The book is a quick read, it’s not particularly compelling, in my opinion. It does lay out a good starting assemblage of considerations that may begin to raise concern in the unbiased, non-dogmatic mind. Possibly the strongest aspect of the book is the footnote citations. I would argue that, independent of books content, reading the papers and books listed in the footnotes would very quickly bring up to speed any undergraduate philosophy student or complete neophyte to philosophy interested in learning the terrain of some of the contemporary issues in, for example, philosophy of mind. I have been really pleased with philosophy and HPS courses I’ve taken at Harvard, IU, and Pitt, and the citation list presented in the book reflects the courses readings entailed in syllabi in some of the courses I’ve taken.
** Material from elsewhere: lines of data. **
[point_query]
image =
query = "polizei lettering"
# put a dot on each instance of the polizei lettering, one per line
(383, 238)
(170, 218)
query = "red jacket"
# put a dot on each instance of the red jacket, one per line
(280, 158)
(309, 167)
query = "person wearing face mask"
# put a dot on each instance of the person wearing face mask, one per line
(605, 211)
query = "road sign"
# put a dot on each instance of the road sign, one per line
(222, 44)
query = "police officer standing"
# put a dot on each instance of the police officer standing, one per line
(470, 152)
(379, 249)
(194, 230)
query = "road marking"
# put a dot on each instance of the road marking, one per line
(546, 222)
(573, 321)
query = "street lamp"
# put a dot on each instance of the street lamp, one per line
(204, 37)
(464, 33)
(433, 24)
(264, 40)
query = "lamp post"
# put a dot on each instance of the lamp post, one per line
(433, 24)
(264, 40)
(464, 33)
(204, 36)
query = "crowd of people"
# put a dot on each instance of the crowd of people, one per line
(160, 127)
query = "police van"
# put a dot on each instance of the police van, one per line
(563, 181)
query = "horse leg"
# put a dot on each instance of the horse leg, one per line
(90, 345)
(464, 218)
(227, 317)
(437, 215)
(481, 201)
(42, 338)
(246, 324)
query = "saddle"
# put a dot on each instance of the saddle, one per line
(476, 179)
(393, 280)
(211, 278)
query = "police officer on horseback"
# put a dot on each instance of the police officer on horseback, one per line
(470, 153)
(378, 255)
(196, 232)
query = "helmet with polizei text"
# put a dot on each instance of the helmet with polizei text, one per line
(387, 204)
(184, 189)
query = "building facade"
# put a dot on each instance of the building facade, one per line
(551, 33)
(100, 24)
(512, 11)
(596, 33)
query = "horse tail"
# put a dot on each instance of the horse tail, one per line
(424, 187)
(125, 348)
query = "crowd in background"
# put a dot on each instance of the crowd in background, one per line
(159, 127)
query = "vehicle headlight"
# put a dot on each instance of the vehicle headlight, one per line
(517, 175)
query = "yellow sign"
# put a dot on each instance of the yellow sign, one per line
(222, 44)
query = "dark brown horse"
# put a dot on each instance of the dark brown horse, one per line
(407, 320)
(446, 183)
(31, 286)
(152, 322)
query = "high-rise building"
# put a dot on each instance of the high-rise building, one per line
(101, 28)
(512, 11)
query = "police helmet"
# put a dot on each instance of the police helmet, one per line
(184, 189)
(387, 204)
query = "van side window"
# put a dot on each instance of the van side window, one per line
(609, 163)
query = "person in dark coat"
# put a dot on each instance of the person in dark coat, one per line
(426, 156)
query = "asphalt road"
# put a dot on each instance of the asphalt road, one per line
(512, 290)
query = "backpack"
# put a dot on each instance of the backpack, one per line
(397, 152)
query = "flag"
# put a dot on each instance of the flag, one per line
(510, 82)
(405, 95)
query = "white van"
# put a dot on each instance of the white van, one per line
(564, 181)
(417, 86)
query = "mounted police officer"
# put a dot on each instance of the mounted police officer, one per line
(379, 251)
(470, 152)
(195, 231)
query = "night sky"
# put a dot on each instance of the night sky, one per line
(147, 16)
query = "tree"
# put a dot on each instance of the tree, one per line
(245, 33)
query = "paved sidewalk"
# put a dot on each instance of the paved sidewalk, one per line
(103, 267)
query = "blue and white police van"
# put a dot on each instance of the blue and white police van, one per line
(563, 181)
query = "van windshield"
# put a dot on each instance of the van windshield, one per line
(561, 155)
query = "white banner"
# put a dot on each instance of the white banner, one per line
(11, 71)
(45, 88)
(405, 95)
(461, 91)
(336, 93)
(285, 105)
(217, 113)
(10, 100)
Unfortunately, that’s the highest content praise I can give the book. Nagel hit upon a tremendously important topic and the correct position, I feel; but the execution of the book was just plain bad. I think that, even within the realm of explanatory reductionism, someone knowledgeable about such work as William Bialek, who is working in developing principles of physics in biology, could have begun to point at lacuna in the reductionist picture, and propose systematic limitations to these sorts of research projects. At least within this domain, philosophy could help science advance by overcoming an explicitly stated challenge, while otherwise advancing Nagel’s point, that such a challenge faces systematic conceptual problem in scientific explanatory capacity. If one looks at the history of biology and the difficulty of understanding DNA (not known as DNA at the time), one sees how such challenges were made plain by philosophers before the physicists enumerated qualities that DNA must possess, later followed by a broad conceptual development of how heritable information was stored and passed on to progeny. Nagel hasn’t even made his heterodox position a win-win situation philosophers and scientists, because it was so poorly constructed. Not at all paradoxically, I recommend the book to everyone with an open mind. The project has merit.
 I am referring to the pre-history of DNA, and the work of Max Delbrück and the work of fellow physicists in this research program leading up to DNA.